En l'absence d'un nombre suffisant de membres de la majorité, les députés ont supprimé vendredi en commission un des articles clés du projet de révision constitutionnelle qui prévoit de limiter le droit d'amendement, un "revers" selon l'opposition.
Ce vote surprise n'a toutefois pas de conséquence sur le contenu du projet de loi, la commission donnant un simple avis sur les amendements, avant leur examen dans l'hémicycle à partir du 10 juillet.
Par 7 voix contre 6, la commission des Lois a adopté des amendements LR, PS, PCF, LFI, FN, de quelques LREM (Paul Molac et François-Michel Lambert) et de la quasi totalité du groupe allié MoDem, prévoyant la suppression de cet article 3 du projet de loi constitutionnelle qui prévoit des nouveaux cas d'irrecevabilité... des amendements (quand ils sont hors du "domaine de la loi", "dépourvus de portée normative"...).
La mesure avait été critiquée très tôt par les oppositions comme un "bâillonnement du Parlement".
"La majorité LREM cherche à écorner la démocratie en réduisant le droit d'amendement des parlementaires. A l'instant, les députés de toutes les oppositions ont battu en brèche une majorité qui rêve de toute puissance", s'est félicité sur Twitter Arnaud Viala (LR), son collègue Julien Aubert estimant que "la majorité a donné son avis... en votant avec ses pieds... et en désertant".
"Nous continuerons de tout faire pour que le Parlement ne devienne pas croupion, comme le veut Emmanuel Macron", a assuré à l'AFP Fabien Di Filippo (LR), y voyant un "sacré revers" pour la majorité.

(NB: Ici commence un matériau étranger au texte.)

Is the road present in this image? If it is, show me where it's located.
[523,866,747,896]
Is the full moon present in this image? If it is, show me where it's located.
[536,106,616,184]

Le droit d'amendement est "à la base du travail parlementaire et constitue une garantie démocratique", a aussi souligné sur Twitter Michel Castellani, un des députés de Corse (non-inscrit) qui avait aussi demandé la suppression de l'article litigieux.
En commission, le rapporteur général Richard Ferrand (LREM) a plaidé que l'inflation des amendements depuis plusieurs années a plutôt porté "atteinte à la qualité de la loi". "Je ne suis pas favorable au statu quo", a lancé le président du groupe majoritaire (ex-PS), invoquant l'exemple des règles d'irrecevabilité appliquées au Sénat.
De son côté, le socialiste David Habib a dénoncé avec le projet d'Emmanuel Macron une "stratégie de cadenassage de l'action parlementaire", qui, a-t-il glissé à l'égard de son ancien collègue M. Ferrand, "ne vous correspond pas".
Porte-parole des macronistes pour la réforme des institutions, Sacha Houlié a critiqué un "faux procès" des oppositions, et relevé que par l'article 3, c'est aussi "la première fois que le gouvernement accepte une limite à ses propres amendements", avec des règles identiques aux parlementaires.
Le groupe LREM avait prévu de modifier le projet pour "admettre les amendements (du gouvernement comme des parlementaires, ndlr) dès lors qu’ils présentent un lien direct ou indirect" avec le texte étudié, mais du fait du vote accidentel de suppression de l'article, la proposition n'a pu être débattue.